L'actualité de l'été est marquée évidemment par ce qui se passe en Syrie. Question vraiment très simple : d'abord, est-ce que Bachar al-Assad est un dictateur, et est-ce ce qu'on peut laisser son peuple se faire massacrer comme c'est le cas en ce moment ?
Oui, c'est un dictateur. Mais comme le roi du Bahreïn, qui a été reçu par François Hollande en catimini.
Il n'est pas en train de massacrer son peuple.
La manière dont il traîte l'opposition. Puis vous savez, en Syrie c'est beaucoup plus compliqué que cela. C'est ce qu'on appelle une guerre civile. Alors moi je veux bien qu'on intervienne. J'entends les appels aussi bien à gauche, et puis en ce moment, c'est à la mode à l'UMP. Tout le monde veut y aller. Les va-t-en guerre, les Fillon, les Copé veulent y aller. Eh bien qu'ils prennent leur fusil, qu'ils prennent leur casque et qu'il y aillent. Et puis ça coûtera, si on fait la guerre, encore 300 ou 400 millions d'euros à la France comme ça a coûté en Libye. Et puis ca ne réglera rien.
Entre les rebelles et Bachar al-Assad, finalement c'est kif-kif bourricot pour vous ?
J'ai l'impression que c'est une guerre civile. Alors, je n'ai aucune sympathie pour Bachar al-Assad. Ce n'est pas moi qui l'avait reçu le 14 juillet 2008 en grande pompe.
En tout cas, c'est l'impression que vous laissez ce matin...

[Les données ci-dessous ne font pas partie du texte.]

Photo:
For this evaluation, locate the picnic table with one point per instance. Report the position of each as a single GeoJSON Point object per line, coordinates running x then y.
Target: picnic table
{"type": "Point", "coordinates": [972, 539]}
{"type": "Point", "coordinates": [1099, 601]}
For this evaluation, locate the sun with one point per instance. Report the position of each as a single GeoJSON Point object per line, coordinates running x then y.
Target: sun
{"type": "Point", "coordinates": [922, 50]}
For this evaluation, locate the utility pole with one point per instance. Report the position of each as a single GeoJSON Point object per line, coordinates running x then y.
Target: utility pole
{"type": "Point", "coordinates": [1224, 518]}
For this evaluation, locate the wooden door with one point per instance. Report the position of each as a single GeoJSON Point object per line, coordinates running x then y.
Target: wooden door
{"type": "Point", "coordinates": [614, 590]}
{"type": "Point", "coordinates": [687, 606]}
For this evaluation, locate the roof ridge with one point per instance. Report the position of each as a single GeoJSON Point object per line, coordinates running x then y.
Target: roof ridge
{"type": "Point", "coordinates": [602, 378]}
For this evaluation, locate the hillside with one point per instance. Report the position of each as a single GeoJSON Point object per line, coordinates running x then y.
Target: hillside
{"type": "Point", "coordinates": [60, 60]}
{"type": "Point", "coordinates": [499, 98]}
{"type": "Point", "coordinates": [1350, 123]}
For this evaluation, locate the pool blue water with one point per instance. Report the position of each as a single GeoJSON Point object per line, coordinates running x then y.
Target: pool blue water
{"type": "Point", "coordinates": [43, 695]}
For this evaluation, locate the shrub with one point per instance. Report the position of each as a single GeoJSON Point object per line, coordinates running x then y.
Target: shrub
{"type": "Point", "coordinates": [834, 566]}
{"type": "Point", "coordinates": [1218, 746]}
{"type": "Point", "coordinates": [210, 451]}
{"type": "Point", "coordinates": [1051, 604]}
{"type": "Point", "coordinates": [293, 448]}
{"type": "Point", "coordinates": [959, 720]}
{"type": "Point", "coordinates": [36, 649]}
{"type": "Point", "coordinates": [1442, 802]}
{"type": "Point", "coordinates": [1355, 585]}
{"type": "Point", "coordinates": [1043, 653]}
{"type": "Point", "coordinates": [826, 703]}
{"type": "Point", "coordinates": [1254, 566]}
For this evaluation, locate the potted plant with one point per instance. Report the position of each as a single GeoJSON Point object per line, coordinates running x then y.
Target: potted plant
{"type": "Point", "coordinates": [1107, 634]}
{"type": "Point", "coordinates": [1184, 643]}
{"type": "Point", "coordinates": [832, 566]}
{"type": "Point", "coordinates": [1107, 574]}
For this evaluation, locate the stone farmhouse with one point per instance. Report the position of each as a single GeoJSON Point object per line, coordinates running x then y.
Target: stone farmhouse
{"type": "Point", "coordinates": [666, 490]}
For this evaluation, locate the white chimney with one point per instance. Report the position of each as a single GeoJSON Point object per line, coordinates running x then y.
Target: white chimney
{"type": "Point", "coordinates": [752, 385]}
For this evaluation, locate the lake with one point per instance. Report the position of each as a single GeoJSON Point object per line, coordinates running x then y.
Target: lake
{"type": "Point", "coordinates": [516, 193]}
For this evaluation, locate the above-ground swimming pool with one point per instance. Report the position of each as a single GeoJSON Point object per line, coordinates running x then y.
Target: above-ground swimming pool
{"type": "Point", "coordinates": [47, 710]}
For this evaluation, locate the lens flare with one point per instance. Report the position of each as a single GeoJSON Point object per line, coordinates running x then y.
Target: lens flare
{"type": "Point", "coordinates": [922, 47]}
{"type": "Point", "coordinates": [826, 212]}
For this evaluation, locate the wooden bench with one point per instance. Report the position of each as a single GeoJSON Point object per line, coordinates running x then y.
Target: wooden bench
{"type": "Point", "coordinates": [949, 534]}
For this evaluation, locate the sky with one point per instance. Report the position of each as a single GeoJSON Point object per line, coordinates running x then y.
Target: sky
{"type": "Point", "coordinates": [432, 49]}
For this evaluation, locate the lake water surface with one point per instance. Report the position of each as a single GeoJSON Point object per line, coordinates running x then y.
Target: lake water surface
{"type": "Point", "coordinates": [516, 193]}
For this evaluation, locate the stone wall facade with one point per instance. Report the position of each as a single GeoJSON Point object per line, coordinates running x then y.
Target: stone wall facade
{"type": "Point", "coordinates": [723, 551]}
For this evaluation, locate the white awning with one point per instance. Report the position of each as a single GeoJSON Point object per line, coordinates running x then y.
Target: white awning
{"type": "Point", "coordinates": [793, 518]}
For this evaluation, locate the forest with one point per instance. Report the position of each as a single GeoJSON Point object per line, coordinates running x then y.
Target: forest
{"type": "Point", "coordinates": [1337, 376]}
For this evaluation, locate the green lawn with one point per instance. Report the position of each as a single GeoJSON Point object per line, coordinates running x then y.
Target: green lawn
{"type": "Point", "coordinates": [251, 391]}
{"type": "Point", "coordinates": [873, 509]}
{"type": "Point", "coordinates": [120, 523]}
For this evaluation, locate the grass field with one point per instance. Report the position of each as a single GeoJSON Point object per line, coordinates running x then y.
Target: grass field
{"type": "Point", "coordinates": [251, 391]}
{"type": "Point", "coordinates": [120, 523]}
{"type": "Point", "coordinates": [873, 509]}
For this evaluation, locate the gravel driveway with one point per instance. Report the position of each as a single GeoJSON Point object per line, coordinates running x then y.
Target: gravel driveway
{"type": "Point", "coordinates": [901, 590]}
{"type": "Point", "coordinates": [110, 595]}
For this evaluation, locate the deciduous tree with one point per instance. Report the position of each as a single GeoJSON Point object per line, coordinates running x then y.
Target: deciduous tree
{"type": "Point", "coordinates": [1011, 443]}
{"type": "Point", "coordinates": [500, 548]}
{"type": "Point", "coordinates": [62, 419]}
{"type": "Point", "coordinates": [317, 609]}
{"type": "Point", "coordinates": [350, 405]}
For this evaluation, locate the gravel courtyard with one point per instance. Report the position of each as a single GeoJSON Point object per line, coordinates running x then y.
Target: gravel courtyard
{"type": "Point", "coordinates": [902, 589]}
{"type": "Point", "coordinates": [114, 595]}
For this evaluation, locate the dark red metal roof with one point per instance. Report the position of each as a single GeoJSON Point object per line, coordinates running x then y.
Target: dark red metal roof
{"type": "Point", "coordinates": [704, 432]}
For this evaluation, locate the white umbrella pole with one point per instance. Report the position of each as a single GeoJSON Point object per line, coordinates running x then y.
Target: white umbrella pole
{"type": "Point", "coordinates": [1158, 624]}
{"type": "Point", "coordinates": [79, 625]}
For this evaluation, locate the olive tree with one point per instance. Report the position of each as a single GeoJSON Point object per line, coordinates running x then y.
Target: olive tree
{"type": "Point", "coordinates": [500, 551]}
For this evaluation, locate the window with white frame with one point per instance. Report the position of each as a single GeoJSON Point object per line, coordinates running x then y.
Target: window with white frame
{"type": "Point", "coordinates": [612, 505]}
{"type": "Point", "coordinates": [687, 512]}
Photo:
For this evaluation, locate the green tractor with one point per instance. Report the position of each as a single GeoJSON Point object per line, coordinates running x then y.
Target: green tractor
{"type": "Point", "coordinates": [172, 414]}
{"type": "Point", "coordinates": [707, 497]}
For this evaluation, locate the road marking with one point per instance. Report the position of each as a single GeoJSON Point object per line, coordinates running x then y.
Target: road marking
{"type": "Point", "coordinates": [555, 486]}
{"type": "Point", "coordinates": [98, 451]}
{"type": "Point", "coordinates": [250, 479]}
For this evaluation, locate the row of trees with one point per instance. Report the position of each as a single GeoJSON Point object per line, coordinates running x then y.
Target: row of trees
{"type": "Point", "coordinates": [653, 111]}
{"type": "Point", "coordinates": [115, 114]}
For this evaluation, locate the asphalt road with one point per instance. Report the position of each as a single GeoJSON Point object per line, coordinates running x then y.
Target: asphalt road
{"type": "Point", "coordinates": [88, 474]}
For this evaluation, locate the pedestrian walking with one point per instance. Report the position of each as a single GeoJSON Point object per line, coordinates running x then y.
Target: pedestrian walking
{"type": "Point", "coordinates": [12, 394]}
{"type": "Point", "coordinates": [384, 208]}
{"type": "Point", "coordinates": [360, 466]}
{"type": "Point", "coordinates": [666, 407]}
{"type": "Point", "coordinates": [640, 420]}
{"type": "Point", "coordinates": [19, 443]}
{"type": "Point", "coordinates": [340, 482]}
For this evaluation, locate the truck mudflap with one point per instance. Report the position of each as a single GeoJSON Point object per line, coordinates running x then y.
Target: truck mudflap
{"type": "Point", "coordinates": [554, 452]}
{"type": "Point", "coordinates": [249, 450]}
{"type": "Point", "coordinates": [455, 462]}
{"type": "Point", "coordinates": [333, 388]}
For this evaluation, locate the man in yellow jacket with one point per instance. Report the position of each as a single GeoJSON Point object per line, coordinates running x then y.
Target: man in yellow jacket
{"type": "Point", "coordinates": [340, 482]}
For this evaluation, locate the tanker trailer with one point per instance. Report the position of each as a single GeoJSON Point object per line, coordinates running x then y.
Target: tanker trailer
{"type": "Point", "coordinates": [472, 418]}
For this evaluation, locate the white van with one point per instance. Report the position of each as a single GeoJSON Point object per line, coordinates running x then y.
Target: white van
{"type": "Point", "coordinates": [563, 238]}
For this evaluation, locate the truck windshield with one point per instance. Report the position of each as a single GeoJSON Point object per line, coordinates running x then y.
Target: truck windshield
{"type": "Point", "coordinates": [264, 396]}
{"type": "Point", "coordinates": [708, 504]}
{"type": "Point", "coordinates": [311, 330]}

C'est pas nous qui l'avions reçu en grande pompe le 14 juillet aux champs-élysées, c'était Nicolas Sarkozy, Bachar al-Assad. Donc n'a aucune sympathie pour lui, mais vous savez en face, ce sont les Frères musulmans, essentiellement, infiltrés par le Qatar et l'Arabie saoudite. Alors je veux bien qu'on intervienne, mais à ce moment-là, intervenons en Arabie saoudite. Intervenons au Qatar. Intervenons en Corée du nord. Et puis pourquoi pas en Chine ? Parce que c'est pas une démocratie non plus la Chine vous savez.